Coach Garrick Larson.

On July 11, men’s cross-country coach Garrick Larson began feeling fatigued during a run. Larson guessed he might have been coming down with Lyme disease for the second time in two years, but the flu-like symptoms he was experiencing stuck with him for an extended period of time.  In just a day, the symptoms became much worse, and Larson was admitted into the hospital.

The diagnosis?  West Nile Meningitis, a very rare and severe form of the West Nile virus.  This variant of West Nile causes swelling of the membrane surrounding the brain and spinal cord.  Larson said he had been experiencing the symptoms of the West Nile Meningitis for about two weeks but didn’t think much of it, as the virus, in its early stages, can often be mistaken for the flu.

Larson received treatment in the hospital for a week and was then sent home to continue his recovery.  Over a month later, Larson said he continues to suffer from lingering symptoms of fatigue and headaches.

“I’m feeling about 75 percent right now,” Larson said.

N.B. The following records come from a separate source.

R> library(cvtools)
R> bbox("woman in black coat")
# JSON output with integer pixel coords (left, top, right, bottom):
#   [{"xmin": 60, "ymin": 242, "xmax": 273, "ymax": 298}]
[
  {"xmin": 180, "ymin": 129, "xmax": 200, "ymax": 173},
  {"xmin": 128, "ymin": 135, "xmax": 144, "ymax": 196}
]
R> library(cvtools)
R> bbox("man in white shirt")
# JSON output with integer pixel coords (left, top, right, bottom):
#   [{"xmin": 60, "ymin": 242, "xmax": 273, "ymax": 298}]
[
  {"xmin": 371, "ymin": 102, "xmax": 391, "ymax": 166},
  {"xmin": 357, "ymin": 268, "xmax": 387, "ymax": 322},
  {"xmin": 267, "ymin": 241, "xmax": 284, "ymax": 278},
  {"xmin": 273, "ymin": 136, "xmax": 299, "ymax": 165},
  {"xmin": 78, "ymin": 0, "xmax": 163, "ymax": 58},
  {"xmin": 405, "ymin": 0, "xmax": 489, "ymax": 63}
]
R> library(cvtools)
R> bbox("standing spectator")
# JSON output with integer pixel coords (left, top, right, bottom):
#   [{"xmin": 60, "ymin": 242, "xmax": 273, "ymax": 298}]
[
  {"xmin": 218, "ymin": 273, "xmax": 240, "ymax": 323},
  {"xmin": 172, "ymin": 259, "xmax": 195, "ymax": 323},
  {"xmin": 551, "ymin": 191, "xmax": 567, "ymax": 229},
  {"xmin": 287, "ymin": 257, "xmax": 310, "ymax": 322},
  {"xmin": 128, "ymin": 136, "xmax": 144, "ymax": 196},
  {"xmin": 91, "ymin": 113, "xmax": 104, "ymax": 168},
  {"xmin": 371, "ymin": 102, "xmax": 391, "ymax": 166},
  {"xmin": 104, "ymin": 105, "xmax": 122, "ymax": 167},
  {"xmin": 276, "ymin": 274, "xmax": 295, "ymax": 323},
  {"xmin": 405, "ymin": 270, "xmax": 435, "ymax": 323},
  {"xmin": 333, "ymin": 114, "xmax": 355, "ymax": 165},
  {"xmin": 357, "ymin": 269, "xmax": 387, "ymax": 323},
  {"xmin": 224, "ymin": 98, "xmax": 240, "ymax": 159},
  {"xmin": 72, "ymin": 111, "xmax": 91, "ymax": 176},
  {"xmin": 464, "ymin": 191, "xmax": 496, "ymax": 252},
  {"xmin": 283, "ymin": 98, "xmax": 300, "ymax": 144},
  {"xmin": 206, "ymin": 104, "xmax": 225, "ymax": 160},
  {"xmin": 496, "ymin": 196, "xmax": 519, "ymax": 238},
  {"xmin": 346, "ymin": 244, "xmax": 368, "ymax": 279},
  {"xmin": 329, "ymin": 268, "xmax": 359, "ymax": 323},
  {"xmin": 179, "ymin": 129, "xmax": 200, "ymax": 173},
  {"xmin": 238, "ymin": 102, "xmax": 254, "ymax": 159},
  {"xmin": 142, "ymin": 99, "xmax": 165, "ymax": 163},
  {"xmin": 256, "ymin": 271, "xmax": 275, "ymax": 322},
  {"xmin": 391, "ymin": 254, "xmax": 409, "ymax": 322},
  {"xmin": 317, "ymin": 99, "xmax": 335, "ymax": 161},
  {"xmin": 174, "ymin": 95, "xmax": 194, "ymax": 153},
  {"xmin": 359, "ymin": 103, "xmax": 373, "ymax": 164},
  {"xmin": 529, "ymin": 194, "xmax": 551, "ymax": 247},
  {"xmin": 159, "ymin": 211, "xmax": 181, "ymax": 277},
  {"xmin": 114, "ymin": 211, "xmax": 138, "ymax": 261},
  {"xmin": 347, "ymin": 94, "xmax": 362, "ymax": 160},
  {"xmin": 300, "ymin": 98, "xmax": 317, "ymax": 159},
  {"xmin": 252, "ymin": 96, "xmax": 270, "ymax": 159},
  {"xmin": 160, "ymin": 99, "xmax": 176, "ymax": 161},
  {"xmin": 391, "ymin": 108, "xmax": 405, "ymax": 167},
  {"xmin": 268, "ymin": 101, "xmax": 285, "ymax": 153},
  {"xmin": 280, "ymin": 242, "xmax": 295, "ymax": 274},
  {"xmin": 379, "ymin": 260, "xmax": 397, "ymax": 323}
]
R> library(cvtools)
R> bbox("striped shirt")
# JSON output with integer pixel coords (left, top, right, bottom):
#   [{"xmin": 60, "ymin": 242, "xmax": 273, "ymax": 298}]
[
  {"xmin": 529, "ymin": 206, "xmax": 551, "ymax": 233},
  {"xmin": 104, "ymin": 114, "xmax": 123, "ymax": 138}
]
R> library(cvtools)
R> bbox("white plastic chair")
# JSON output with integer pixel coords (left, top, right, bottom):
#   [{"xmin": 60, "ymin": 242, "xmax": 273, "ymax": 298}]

Erik Slette, a senior on the men’s cross-country team, visited Larson on his fourth day in the hospital.  Although he seemed to be doing better at the time of the visit, Slette said he hadn’t realized how badly Larson had been affected.

“I was surprised by the severity of his symptoms,” Slette said.

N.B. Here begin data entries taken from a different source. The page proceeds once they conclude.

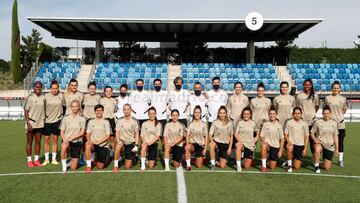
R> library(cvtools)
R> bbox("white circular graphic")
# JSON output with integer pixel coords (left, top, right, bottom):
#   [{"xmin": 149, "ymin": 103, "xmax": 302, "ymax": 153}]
[{"xmin": 245, "ymin": 12, "xmax": 264, "ymax": 31}]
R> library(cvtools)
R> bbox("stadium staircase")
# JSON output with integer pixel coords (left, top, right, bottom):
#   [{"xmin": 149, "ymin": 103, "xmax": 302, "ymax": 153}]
[
  {"xmin": 77, "ymin": 64, "xmax": 93, "ymax": 92},
  {"xmin": 167, "ymin": 64, "xmax": 181, "ymax": 91},
  {"xmin": 276, "ymin": 66, "xmax": 295, "ymax": 87}
]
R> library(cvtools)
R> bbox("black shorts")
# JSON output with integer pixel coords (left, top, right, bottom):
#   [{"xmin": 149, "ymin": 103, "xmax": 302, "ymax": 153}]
[
  {"xmin": 244, "ymin": 146, "xmax": 254, "ymax": 159},
  {"xmin": 179, "ymin": 118, "xmax": 187, "ymax": 128},
  {"xmin": 215, "ymin": 142, "xmax": 229, "ymax": 159},
  {"xmin": 44, "ymin": 121, "xmax": 61, "ymax": 136},
  {"xmin": 94, "ymin": 145, "xmax": 109, "ymax": 164},
  {"xmin": 171, "ymin": 145, "xmax": 184, "ymax": 163},
  {"xmin": 69, "ymin": 142, "xmax": 82, "ymax": 159},
  {"xmin": 269, "ymin": 147, "xmax": 279, "ymax": 161},
  {"xmin": 338, "ymin": 129, "xmax": 346, "ymax": 137},
  {"xmin": 148, "ymin": 143, "xmax": 158, "ymax": 161},
  {"xmin": 293, "ymin": 145, "xmax": 305, "ymax": 161},
  {"xmin": 124, "ymin": 143, "xmax": 135, "ymax": 160},
  {"xmin": 323, "ymin": 146, "xmax": 334, "ymax": 161},
  {"xmin": 159, "ymin": 120, "xmax": 167, "ymax": 137},
  {"xmin": 106, "ymin": 118, "xmax": 116, "ymax": 136},
  {"xmin": 192, "ymin": 143, "xmax": 204, "ymax": 158},
  {"xmin": 31, "ymin": 128, "xmax": 44, "ymax": 135}
]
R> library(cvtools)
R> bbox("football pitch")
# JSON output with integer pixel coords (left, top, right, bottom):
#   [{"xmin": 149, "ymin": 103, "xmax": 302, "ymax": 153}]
[{"xmin": 0, "ymin": 121, "xmax": 360, "ymax": 203}]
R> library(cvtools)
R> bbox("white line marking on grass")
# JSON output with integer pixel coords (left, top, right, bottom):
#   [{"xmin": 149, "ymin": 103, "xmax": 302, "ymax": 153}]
[
  {"xmin": 176, "ymin": 166, "xmax": 187, "ymax": 203},
  {"xmin": 0, "ymin": 170, "xmax": 360, "ymax": 180}
]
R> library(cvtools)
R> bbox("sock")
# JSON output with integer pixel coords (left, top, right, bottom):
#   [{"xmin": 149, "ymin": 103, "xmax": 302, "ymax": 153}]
[
  {"xmin": 186, "ymin": 159, "xmax": 191, "ymax": 166},
  {"xmin": 51, "ymin": 152, "xmax": 56, "ymax": 161},
  {"xmin": 141, "ymin": 158, "xmax": 145, "ymax": 170},
  {"xmin": 339, "ymin": 152, "xmax": 344, "ymax": 161},
  {"xmin": 86, "ymin": 160, "xmax": 91, "ymax": 167},
  {"xmin": 288, "ymin": 160, "xmax": 292, "ymax": 166},
  {"xmin": 61, "ymin": 159, "xmax": 67, "ymax": 171},
  {"xmin": 45, "ymin": 152, "xmax": 49, "ymax": 161},
  {"xmin": 261, "ymin": 159, "xmax": 266, "ymax": 168},
  {"xmin": 164, "ymin": 159, "xmax": 170, "ymax": 168}
]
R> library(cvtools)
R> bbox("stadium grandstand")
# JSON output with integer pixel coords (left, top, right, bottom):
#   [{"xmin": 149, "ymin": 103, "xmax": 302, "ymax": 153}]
[{"xmin": 0, "ymin": 17, "xmax": 360, "ymax": 121}]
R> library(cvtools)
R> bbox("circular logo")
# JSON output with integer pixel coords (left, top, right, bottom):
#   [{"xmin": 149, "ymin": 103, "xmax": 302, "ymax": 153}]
[{"xmin": 245, "ymin": 12, "xmax": 264, "ymax": 31}]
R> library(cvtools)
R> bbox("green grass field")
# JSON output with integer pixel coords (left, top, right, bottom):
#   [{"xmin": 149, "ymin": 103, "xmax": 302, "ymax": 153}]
[{"xmin": 0, "ymin": 121, "xmax": 360, "ymax": 202}]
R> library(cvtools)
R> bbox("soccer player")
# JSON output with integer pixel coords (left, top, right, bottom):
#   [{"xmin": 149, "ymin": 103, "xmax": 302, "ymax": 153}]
[
  {"xmin": 209, "ymin": 106, "xmax": 234, "ymax": 170},
  {"xmin": 116, "ymin": 84, "xmax": 129, "ymax": 119},
  {"xmin": 285, "ymin": 107, "xmax": 309, "ymax": 172},
  {"xmin": 185, "ymin": 106, "xmax": 208, "ymax": 171},
  {"xmin": 60, "ymin": 100, "xmax": 86, "ymax": 173},
  {"xmin": 150, "ymin": 78, "xmax": 168, "ymax": 133},
  {"xmin": 85, "ymin": 104, "xmax": 110, "ymax": 173},
  {"xmin": 82, "ymin": 82, "xmax": 101, "ymax": 121},
  {"xmin": 113, "ymin": 104, "xmax": 139, "ymax": 173},
  {"xmin": 207, "ymin": 77, "xmax": 228, "ymax": 128},
  {"xmin": 296, "ymin": 79, "xmax": 320, "ymax": 155},
  {"xmin": 250, "ymin": 82, "xmax": 271, "ymax": 128},
  {"xmin": 164, "ymin": 109, "xmax": 185, "ymax": 171},
  {"xmin": 226, "ymin": 82, "xmax": 249, "ymax": 128},
  {"xmin": 141, "ymin": 107, "xmax": 162, "ymax": 171},
  {"xmin": 167, "ymin": 77, "xmax": 190, "ymax": 126},
  {"xmin": 260, "ymin": 108, "xmax": 284, "ymax": 173},
  {"xmin": 64, "ymin": 78, "xmax": 84, "ymax": 115},
  {"xmin": 311, "ymin": 106, "xmax": 339, "ymax": 173},
  {"xmin": 24, "ymin": 81, "xmax": 45, "ymax": 168},
  {"xmin": 189, "ymin": 82, "xmax": 207, "ymax": 122},
  {"xmin": 324, "ymin": 81, "xmax": 347, "ymax": 167},
  {"xmin": 273, "ymin": 81, "xmax": 296, "ymax": 126},
  {"xmin": 100, "ymin": 86, "xmax": 117, "ymax": 157},
  {"xmin": 42, "ymin": 80, "xmax": 64, "ymax": 166},
  {"xmin": 129, "ymin": 79, "xmax": 150, "ymax": 127},
  {"xmin": 235, "ymin": 107, "xmax": 260, "ymax": 172}
]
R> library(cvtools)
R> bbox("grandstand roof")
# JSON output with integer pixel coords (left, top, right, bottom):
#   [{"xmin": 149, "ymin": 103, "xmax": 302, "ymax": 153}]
[{"xmin": 28, "ymin": 17, "xmax": 322, "ymax": 42}]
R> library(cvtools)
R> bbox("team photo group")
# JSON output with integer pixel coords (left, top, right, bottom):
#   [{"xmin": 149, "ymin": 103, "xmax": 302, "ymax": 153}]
[{"xmin": 25, "ymin": 77, "xmax": 347, "ymax": 173}]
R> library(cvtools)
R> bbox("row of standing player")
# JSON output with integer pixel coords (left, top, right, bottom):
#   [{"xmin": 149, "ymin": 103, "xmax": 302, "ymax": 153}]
[{"xmin": 25, "ymin": 78, "xmax": 346, "ymax": 173}]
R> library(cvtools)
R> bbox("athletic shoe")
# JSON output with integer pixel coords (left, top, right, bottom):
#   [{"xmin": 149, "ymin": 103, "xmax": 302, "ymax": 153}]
[
  {"xmin": 34, "ymin": 160, "xmax": 42, "ymax": 167},
  {"xmin": 27, "ymin": 161, "xmax": 35, "ymax": 168},
  {"xmin": 51, "ymin": 160, "xmax": 59, "ymax": 165},
  {"xmin": 288, "ymin": 165, "xmax": 292, "ymax": 173},
  {"xmin": 41, "ymin": 160, "xmax": 50, "ymax": 166}
]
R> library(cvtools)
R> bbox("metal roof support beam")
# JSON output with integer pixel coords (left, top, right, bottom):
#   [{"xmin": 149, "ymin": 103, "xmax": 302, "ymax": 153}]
[
  {"xmin": 95, "ymin": 40, "xmax": 104, "ymax": 63},
  {"xmin": 246, "ymin": 41, "xmax": 255, "ymax": 64}
]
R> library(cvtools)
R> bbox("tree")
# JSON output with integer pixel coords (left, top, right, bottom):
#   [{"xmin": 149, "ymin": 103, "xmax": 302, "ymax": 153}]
[
  {"xmin": 11, "ymin": 0, "xmax": 22, "ymax": 83},
  {"xmin": 21, "ymin": 29, "xmax": 42, "ymax": 76}
]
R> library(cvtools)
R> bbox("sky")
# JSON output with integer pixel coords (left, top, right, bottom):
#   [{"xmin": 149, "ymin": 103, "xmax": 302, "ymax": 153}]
[{"xmin": 0, "ymin": 0, "xmax": 360, "ymax": 60}]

Larson sees a doctor every three to four weeks and is focused on getting healthy again.  Although he experienced some memory loss around the time of his diagnosis, certain memories have been coming back to him and his short-term memory is in good condition.  Unfortunately, the virus caused a ringing in Larson’s ears which doctors believe may be permanent.

During one of his follow-up appointments, Larson said his doctor admitted how close Larson was to death while he was in the hospital.

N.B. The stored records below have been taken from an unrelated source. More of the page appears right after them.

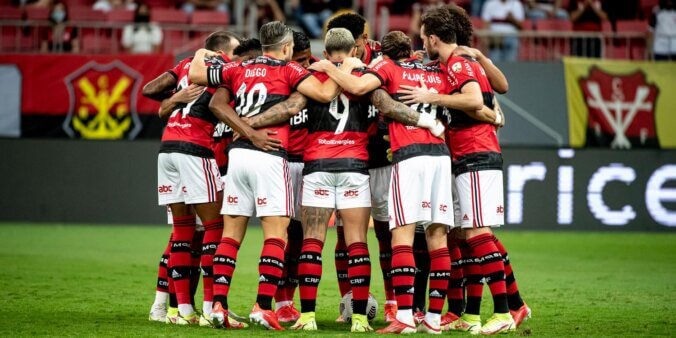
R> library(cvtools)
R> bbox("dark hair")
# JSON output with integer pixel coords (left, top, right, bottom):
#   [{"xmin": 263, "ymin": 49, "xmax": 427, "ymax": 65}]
[
  {"xmin": 326, "ymin": 13, "xmax": 366, "ymax": 40},
  {"xmin": 232, "ymin": 39, "xmax": 263, "ymax": 56},
  {"xmin": 293, "ymin": 31, "xmax": 310, "ymax": 53},
  {"xmin": 204, "ymin": 31, "xmax": 242, "ymax": 54},
  {"xmin": 440, "ymin": 4, "xmax": 474, "ymax": 46},
  {"xmin": 258, "ymin": 21, "xmax": 293, "ymax": 51},
  {"xmin": 421, "ymin": 7, "xmax": 457, "ymax": 43},
  {"xmin": 380, "ymin": 31, "xmax": 411, "ymax": 60}
]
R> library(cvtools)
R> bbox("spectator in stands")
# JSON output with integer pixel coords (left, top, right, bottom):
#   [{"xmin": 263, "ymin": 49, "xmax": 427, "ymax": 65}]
[
  {"xmin": 181, "ymin": 0, "xmax": 230, "ymax": 13},
  {"xmin": 122, "ymin": 3, "xmax": 162, "ymax": 54},
  {"xmin": 568, "ymin": 0, "xmax": 608, "ymax": 57},
  {"xmin": 650, "ymin": 0, "xmax": 676, "ymax": 61},
  {"xmin": 295, "ymin": 0, "xmax": 333, "ymax": 38},
  {"xmin": 524, "ymin": 0, "xmax": 568, "ymax": 20},
  {"xmin": 40, "ymin": 2, "xmax": 80, "ymax": 53},
  {"xmin": 481, "ymin": 0, "xmax": 525, "ymax": 62},
  {"xmin": 92, "ymin": 0, "xmax": 137, "ymax": 12}
]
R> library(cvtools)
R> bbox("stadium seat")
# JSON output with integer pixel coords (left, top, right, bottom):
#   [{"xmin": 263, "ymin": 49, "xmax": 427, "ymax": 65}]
[
  {"xmin": 106, "ymin": 9, "xmax": 134, "ymax": 22},
  {"xmin": 150, "ymin": 8, "xmax": 188, "ymax": 23},
  {"xmin": 68, "ymin": 6, "xmax": 106, "ymax": 22},
  {"xmin": 26, "ymin": 7, "xmax": 49, "ymax": 20},
  {"xmin": 0, "ymin": 6, "xmax": 21, "ymax": 20},
  {"xmin": 190, "ymin": 11, "xmax": 230, "ymax": 25}
]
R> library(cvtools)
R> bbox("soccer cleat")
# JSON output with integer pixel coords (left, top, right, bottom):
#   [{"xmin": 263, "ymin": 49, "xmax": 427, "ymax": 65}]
[
  {"xmin": 448, "ymin": 313, "xmax": 481, "ymax": 334},
  {"xmin": 291, "ymin": 312, "xmax": 317, "ymax": 331},
  {"xmin": 376, "ymin": 318, "xmax": 416, "ymax": 334},
  {"xmin": 350, "ymin": 313, "xmax": 373, "ymax": 332},
  {"xmin": 441, "ymin": 312, "xmax": 460, "ymax": 331},
  {"xmin": 249, "ymin": 303, "xmax": 284, "ymax": 331},
  {"xmin": 413, "ymin": 311, "xmax": 425, "ymax": 325},
  {"xmin": 417, "ymin": 320, "xmax": 441, "ymax": 334},
  {"xmin": 164, "ymin": 306, "xmax": 178, "ymax": 324},
  {"xmin": 383, "ymin": 303, "xmax": 397, "ymax": 323},
  {"xmin": 509, "ymin": 303, "xmax": 531, "ymax": 327},
  {"xmin": 275, "ymin": 302, "xmax": 300, "ymax": 323},
  {"xmin": 175, "ymin": 312, "xmax": 200, "ymax": 325},
  {"xmin": 210, "ymin": 302, "xmax": 249, "ymax": 329},
  {"xmin": 148, "ymin": 303, "xmax": 167, "ymax": 322},
  {"xmin": 481, "ymin": 313, "xmax": 516, "ymax": 335}
]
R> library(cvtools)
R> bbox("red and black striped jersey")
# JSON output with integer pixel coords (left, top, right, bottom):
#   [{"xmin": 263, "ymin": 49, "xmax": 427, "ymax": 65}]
[
  {"xmin": 370, "ymin": 59, "xmax": 449, "ymax": 162},
  {"xmin": 160, "ymin": 56, "xmax": 227, "ymax": 158},
  {"xmin": 442, "ymin": 56, "xmax": 502, "ymax": 175},
  {"xmin": 207, "ymin": 55, "xmax": 310, "ymax": 157},
  {"xmin": 303, "ymin": 64, "xmax": 370, "ymax": 175}
]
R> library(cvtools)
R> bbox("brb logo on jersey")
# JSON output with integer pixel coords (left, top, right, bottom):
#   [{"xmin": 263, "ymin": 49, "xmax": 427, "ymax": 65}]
[
  {"xmin": 63, "ymin": 61, "xmax": 143, "ymax": 140},
  {"xmin": 579, "ymin": 67, "xmax": 659, "ymax": 149}
]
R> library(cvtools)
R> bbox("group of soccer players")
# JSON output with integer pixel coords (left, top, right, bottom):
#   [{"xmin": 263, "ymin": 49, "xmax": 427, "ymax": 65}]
[{"xmin": 143, "ymin": 5, "xmax": 530, "ymax": 334}]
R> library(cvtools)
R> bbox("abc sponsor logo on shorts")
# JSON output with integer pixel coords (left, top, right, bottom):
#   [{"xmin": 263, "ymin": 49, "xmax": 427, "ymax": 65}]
[
  {"xmin": 157, "ymin": 185, "xmax": 173, "ymax": 194},
  {"xmin": 343, "ymin": 190, "xmax": 359, "ymax": 198}
]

“It’s really shaken me emotionally,” Larson said. “My health is more fragile than I thought.”

Larson is currently working minimal hours, about three hours a day.  He said he wants to “take it slow,” which, he admits, is “not something [he’s] good at.”

An experience such as this one would cause anyone to re-evaluate his or her life and priorities.  Larson said he now wants to focus more on spending time with his family and less on work.

“Maybe it [was] divine intervention,” Larson said.

The men’s cross-country team is currently led by acting head coach Nathan Lodermeier.  Although Lodermeier is usually assistant coach for the men’s and women’s teams, it was decided over the summer that he would take over a large portion of the coaching responsibilities while Larson recovered.  Marv Roeske, head coach of the women’s cross-country team, has also stepped in to help with administrative work.  As interim head coach, Lodermeier manages practices and meets and most of the day to day work.  Lodermeier ran cross-country during his four years as a student at Concordia and hopes to continue Larson’s vision for the team and the group’s dynamic.

“I’m very aware of Garrick’s coaching philosophy,” Lodermeier said.

Erik Slette said that the team feels hopeful about this season.  He said the runners feel they can make improvements both as a team and individually.

“We’re off to a good start,” Slette said.